Coaching Tree

As a lifetime sports fan I have always not only enjoyed watching the thrill of victory and the agony of defeat (circa 1970 ABC Wide World of Sports, quote/credit), but I have been equally intrigued at the leadership qualities, values of winning teams and the true “business” side of athletics.

A relatively new concept in football has been the discussion centering around the “coaching tree.” New, up and coming coaches that get their first big job are today analyzed as to which coaching tree they came from. What legendary coach of the past hired, mentored, and taught them the ropes as a young assistant or coordinator.  Was it Lombardi, Walsh, Belichick, Shanahan, Reed?

In the emergency response / IMT world task books have been around for decades. A great piece of advice I received early on in my careers was “be careful who signs off the tasks in your task book.” I was fortunate to be mentored by several very strong, well known Planning Section figures in the NWCG world making it all the way through passing S-420 as a planning section chief.  I can confidently trace my “coaching tree” directly back to the beginning of the system of Incident Command as we know it, through the series of task book signers.

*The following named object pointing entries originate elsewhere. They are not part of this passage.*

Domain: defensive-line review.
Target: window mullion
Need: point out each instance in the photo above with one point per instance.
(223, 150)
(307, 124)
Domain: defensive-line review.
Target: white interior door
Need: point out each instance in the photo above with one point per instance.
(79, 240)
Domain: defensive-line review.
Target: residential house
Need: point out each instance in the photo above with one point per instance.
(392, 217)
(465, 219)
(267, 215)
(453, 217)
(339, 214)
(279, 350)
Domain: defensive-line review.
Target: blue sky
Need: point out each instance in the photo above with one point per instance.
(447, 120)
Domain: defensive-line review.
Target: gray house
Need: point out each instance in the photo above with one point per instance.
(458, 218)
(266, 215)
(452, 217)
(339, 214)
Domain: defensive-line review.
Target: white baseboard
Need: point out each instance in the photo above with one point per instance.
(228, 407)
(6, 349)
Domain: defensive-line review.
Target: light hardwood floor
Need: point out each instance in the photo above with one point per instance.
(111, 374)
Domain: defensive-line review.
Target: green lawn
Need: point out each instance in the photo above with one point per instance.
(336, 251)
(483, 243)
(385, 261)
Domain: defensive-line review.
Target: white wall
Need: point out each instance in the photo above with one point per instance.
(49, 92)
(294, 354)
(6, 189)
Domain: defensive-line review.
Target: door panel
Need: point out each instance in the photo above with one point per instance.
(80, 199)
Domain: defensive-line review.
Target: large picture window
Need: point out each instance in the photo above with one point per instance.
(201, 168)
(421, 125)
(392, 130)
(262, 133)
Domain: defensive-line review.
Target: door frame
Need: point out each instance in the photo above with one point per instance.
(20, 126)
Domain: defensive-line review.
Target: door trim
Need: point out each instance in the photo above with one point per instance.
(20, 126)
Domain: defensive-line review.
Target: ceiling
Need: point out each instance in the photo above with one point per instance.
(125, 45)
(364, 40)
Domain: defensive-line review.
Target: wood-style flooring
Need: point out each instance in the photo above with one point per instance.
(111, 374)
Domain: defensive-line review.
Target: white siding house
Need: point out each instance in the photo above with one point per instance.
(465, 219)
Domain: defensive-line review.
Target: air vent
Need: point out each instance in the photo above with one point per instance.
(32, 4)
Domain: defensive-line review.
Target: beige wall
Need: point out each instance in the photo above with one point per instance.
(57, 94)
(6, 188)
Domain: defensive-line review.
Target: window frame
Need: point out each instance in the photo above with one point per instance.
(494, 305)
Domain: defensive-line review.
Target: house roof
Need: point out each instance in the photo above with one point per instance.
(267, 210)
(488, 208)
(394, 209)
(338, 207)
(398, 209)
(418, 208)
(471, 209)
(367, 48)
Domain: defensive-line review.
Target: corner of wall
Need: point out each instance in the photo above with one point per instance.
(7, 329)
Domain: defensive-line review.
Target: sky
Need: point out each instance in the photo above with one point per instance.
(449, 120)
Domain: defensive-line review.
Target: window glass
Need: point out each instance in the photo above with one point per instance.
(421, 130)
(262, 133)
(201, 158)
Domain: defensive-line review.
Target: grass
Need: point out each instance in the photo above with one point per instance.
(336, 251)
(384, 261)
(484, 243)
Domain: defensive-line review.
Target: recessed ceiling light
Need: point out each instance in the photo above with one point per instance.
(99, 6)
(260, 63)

Repeated failures on incidents over the past few years, particularly, in the area of notification, should make us pause and take a look at what we are doing wrong. Is it the training, who is teaching the classes, a lack of consistency in approach or possibly weak programs based on the leadership in place.

Check your coaching tree. If it, along with the quality of the incidents, exercises, and planned events that you were signed off on aren’t up to speed you are bullshitting yourself that you are ready and qualified.

PS- that’s exactly what a Lombardi, Walsh, Belichick, Shanahan or Reed would tell you.